Oracle Releases 104 Updates to Combat Heartbleed

Provider of one of the most notoriously weak programming platforms ever invented (Java), Oracle have revealed a whole slew of updates ready and rearing to go for nearly all of their available products in both the consumer and enterprise markets.

Announced in the monthly Critical Patch Update, the package contained a total of 104 different fixes covering a swathe of various Oracle products that had fallen prey to the OpenSSL exploit Heartbleed, which continues to wreak havoc just over one week into its original discovery.

Everything from elevation of privilege flaws to data disclosure and remote administration capabilities were easily felled by the bountiful bug, tearing a hole through software applications like Hyperion, PeopleSoft, and several former packages used by Sun.

Risks for Java rated especially high on the company’s personal risk matrix, topping out at nine and 10 between the 35 vulnerabilities that made up the pile of patches which were neatly packaged together and shipped out to all versions, all builds, and all operating systems en masse this morning.


“In April 2014, a vulnerability affecting certain versions of the OpenSSL cryptographic software library was publicly disclosed.
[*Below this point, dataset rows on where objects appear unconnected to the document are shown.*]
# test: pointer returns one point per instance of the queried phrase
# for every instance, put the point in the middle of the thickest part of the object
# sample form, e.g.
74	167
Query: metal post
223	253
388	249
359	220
For the purpose of this Note, this vulnerability will be referred by its CVE number: CVE-2014-0160.

The Oracle Global Product Security and Development teams are investigating the use of the affected OpenSSL cryptographic libraries in Oracle products and will provide mitigation instructions when available for these affected Oracle products.”

Another 37 ranked in the top-tier of the self-published barometer, considered “critical fixes” that should be applied immediately by any sysadmins who depend on the aforementioned languages to maintain the system architecture of their servers. Middleware was another major concern for the company, informing Fusion users that this update was of particular value to anyone who used their gatekeeping software as a waypoint between central servers and the endpoint.

There were also several other repairs released for MySQL Sever, Siebel CRM, and the Oracle Virtualization suite which were unrelated to the Heartbleed breach, but still contained critical bugs which could be remotely exploited by anyone with prior knowledge of their existence.